I was watching House as in Dr. House on Tv and his patient has some inability to digest meat he gave it a name but I didn't hear it properly but then they referred to it as OTD I was wondering what that stood for.
I eat every kind of meat I was given as a kid but then when I was about 11 or 12 I eat a casserole my sister made and spent the night in damn terrible pain. It was like I was trying to digest broken glass, I was white/green in the face from the pain. I thought it was a bad meat, but then it happened again and again. So I stopped eating meat at my sister's house. Ah but then I had a hamburger at a hamburger joint and it happened again. I stopped eating red meat after that but then it happened with pork so after that I never eat meat again. Don't miss it in the least now in fact I wonder how I ever eat it. I do have a number of allergies to unusual things.
on March 13, 2011
at 11:46 PM
A friend of mine recently developed an allergy to red meat as a result of antibodies produced in response to a tick bite. This article discusses this phenomenon:
I would be seriously depressed if I developed this!
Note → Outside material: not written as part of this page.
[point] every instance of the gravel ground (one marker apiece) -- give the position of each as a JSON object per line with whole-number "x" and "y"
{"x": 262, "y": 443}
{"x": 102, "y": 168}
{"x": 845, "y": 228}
And I work out in the woods some, so there's a distant chance I could get it.
on February 15, 2017
at 01:05 AM
People can be allergic to red meat. Pork is a red meat so if they eat pork then it is probably a diet choice and not an allergy.
on March 14, 2011
at 01:03 AM
I have a friend who has an identified allergy to MAMMALIAN protein, so this would include beef, lamb, rabbit, etc. She still can consume fowl, fish, and shellfish protein. http://www.ncbi.nlm.nih.gov/pubmed/10640909
(This may also speak to the igE issue an earlier post spoke to.)
I have another friend who appears to be allergic to almost every synthesized antibiotic created by modern pharma. Sometimes it feels like people are conflating their allergic issues until you see them having serum sickness rashes.
I think this fully speaks to the Paleo concept of "observe what makes you feel better or worse and adjust accordingly."